He paused, staring at me hard, and:
“Whoever was watching for your return,” he said solemnly, “mistook Coverly for you! The moment that Coates drove away, the signal was given. It must have been. We were back here a few minutes later, Now do you see?”
“I do not, Gatton! What are you driving at?”
“At this: The telephone call must have been made from somewhere in the immediate neighborhood! There wasn’t time to do it otherwise. And there is no public call office within a mile which is open after seven o’clock!"
“Good heavens!” I cried. “At last I understand!”
Gatton looked at me, smiling in grim triumph; and:
“Dr. Damar Greefe has a residence somewhere within a quarter-mile radius of this house!” he declared. “He has betrayed himself! Then—look here.”
Unscrewing the front of the mouthpiece of the false telephone, he took out the strip of cardboard upon which my number was written, turned it over ... and there upon the back was another number!
“Just look up Dr. Brown-Edwards,” he said. “He was the last occupant of the Red House, and may still be in the book.”
Grasping the purpose of his inquiry, excitedly I did as he directed; and there sure enough the number appeared!
“The identical instrument that was used at the Red House!” cried Gatton. “Note the artistic finish with which even the correct exchange numbers are looked up!”
I sank back in my chair, silent, appalled at the perverted genius of this fiend whom we were pitted against in a life-or-death struggle. But presently:
“What was the object of the opening and closing of the garage doors at the Red House?” I asked, almost mechanically.
“Simple enough,” Gatton replied. “Whereas here the telephone was installed, so that the bell could be rung by some one merely calling up your number—and the ringing stopped by the caller telling the exchange he had made a mistake—in the Red House, as I have discovered, the ’phone had been disconnected shortly after Dr. Brown-Edwards left the place.”
“Then the opening and closing of the doors was merely a device for ringing the bell?”
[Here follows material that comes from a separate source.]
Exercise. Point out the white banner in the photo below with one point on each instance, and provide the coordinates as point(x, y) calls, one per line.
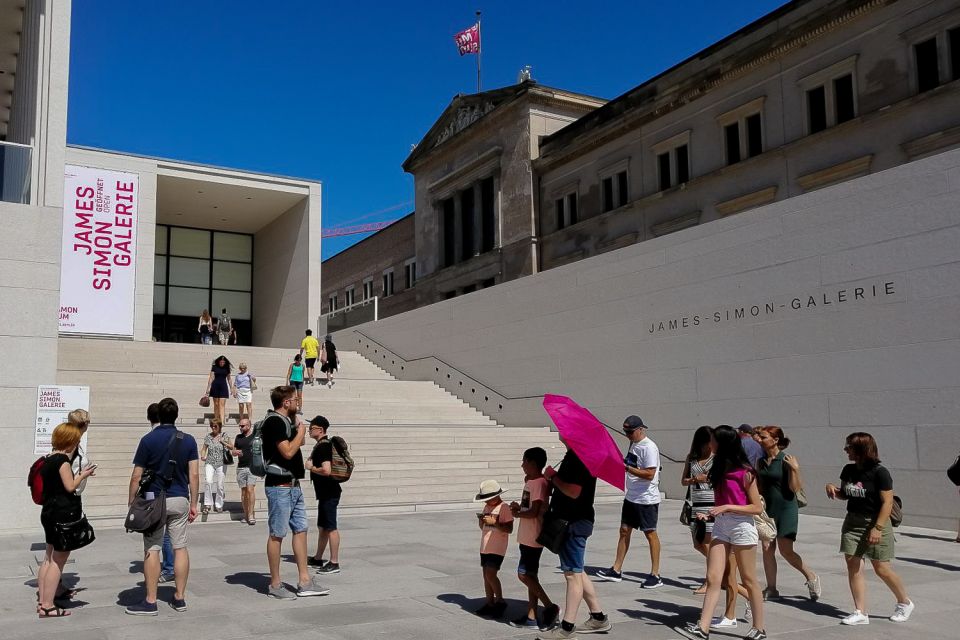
point(54, 402)
point(99, 256)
“Yes. The opening of the first door set it ringing and the opening of the second probably stopped it. Mr. Addison,” he stood up, resting his hands upon the table and regarding me fixedly—“we enter upon the final battle of wits: New Scotland Yard versus Dr. Damar Greefe and the green-eyed lady of Bast. Regarding the latter—there is a very significant point.”
“What is that?”
“The ‘voice’ on this last occasion was that, not of a woman, but of a man.”
CHAPTER XXIII
THE INEVITABLE
“I very much regret having to trouble you, Miss Merlin, at such a time,” said Inspector Gatton, “but as the paper lodged with you by the late Sir Eric Coverly may throw some light upon a very dark matter, perhaps you will read it to us.”